A manifestação ocorreu após o site Poder360 informar que o então chefe de gabinete havia recebido pagamentos de Roberta. Segundo o veículo, a relação entre os dois foi comentada nos bastidores por integrantes da cúpula do PT durante a convenção partidária realizada no fim de semana. O valor do empréstimo não foi informado. Procurada pelo site, a defesa da empresária afirmou desconhecer o assunto.
Marcola deixou a chefia de gabinete da Presidência há cerca de duas semanas para integrar a equipe da campanha de Lula. A revelação também foi explorada pelo candidato à Presidência Flávio Bolsonaro (PL), que publicou um vídeo para atacar o petista. “De onde veio o dinheiro? É dinheiro do aposentado?”, questionou.
Roberta Luchsinger é sócia da RL Consultoria e Intermediações e mantém relação de amizade com Fábio Luís Lula da Silva, o Lulinha, filho do presidente e alvo de investigações da PF. Em depoimento prestado em maio, ela afirmou ter apresentado Lulinha ao lobista Antônio Carlos Camilo Antunes, conhecido como Careca do INSS, antes da deflagração da Operação Sem Desconto.
A investigação apura um esquema que teria retirado mais de R$ 6 bilhões de beneficiários do Instituto Nacional do Seguro Social entre 2019 e 2024. O Careca do INSS é apontado pela Polícia Federal como um dos principais operadores das fraudes envolvendo descontos em aposentadorias e pensões.

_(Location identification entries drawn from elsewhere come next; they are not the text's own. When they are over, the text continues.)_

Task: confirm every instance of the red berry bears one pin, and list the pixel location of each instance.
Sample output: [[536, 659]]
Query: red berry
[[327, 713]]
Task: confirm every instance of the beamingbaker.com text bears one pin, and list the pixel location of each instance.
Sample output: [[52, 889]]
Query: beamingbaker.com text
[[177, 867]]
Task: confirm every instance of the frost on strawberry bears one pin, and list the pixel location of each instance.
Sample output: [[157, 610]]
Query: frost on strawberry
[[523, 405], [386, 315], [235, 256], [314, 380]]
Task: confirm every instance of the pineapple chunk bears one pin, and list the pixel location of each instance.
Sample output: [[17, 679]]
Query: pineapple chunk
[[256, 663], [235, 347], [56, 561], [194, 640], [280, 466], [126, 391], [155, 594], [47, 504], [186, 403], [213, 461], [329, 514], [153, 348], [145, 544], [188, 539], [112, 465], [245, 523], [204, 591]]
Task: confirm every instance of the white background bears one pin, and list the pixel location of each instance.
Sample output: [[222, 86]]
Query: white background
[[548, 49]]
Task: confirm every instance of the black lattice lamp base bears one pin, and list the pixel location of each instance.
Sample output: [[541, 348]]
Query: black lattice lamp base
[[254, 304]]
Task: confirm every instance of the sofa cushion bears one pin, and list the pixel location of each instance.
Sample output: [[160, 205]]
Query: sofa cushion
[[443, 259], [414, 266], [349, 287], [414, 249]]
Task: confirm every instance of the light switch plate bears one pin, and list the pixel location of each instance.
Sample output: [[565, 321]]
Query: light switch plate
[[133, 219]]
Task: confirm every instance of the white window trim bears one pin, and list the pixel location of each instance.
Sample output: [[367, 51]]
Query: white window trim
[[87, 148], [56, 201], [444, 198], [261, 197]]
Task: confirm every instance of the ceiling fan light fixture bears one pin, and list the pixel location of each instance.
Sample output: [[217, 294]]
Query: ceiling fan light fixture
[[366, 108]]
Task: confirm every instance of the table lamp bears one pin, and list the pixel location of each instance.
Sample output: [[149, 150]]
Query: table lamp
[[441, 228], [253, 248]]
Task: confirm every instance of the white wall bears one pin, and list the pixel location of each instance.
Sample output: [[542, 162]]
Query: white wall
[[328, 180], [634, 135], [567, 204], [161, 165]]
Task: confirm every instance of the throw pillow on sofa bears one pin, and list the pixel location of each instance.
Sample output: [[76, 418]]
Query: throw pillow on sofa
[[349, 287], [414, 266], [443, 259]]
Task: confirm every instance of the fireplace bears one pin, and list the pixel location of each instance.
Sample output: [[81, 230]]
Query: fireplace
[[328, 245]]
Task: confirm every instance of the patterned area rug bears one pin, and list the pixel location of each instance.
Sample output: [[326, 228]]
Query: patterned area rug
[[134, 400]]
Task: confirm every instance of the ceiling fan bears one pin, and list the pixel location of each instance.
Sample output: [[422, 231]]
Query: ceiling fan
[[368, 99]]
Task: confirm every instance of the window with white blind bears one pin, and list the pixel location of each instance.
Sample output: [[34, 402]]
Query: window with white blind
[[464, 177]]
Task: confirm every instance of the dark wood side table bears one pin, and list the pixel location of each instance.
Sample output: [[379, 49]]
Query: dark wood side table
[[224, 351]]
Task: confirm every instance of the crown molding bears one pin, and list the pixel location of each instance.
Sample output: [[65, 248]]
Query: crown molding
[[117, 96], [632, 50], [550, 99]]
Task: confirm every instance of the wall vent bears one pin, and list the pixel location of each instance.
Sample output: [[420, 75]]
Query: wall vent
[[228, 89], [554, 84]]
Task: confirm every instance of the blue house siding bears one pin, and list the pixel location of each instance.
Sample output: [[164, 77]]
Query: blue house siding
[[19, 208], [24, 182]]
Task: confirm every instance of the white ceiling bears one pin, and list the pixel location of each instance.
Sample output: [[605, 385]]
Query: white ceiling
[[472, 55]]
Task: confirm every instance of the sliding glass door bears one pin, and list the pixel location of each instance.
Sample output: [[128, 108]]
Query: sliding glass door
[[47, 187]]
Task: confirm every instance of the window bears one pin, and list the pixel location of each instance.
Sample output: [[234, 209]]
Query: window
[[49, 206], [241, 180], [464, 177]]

Roberta foi alvo de mandados de busca em dezembro do ano passado. No curso da investigação, a PF identificou pagamentos que somam R$ 1,5 milhão feitos por uma empresa ligada ao Careca do INSS a uma companhia da empresária.
Em documento produzido no ano passado, a Polícia Federal classificou a atuação de Roberta como “essencial para a ocultação de patrimônio, movimentação de valores e gestão de contas bancárias e estruturas empresariais utilizadas como instrumentos da lavagem de capitais”.
Lulinha nega envolvimento em qualquer irregularidade. Atualmente, dois inquéritos da PF investigam a atuação do filho do presidente. O primeiro, autorizado pelo ministro André Mendonça, do Supremo Tribunal Federal, apura se ele teria atuado no Ministério da Saúde e no gabinete da Presidência para conseguir autorização para a comercialização de cannabis medicinal.
Na segunda investigação, a PF procura esclarecer se Lulinha agiu junto à Dataprev, empresa vinculada ao Ministério da Gestão e da Inovação, com o objetivo de favorecer um empresário e buscar contratos.
A Polícia Federal também solicitou a abertura de uma terceira frente de apuração sobre suspeitas de tráfico de influência. O pedido foi encaminhado ao STF e, após sorteio, ficou sob a relatoria do ministro Flávio Dino, indicado por Lula para a Corte.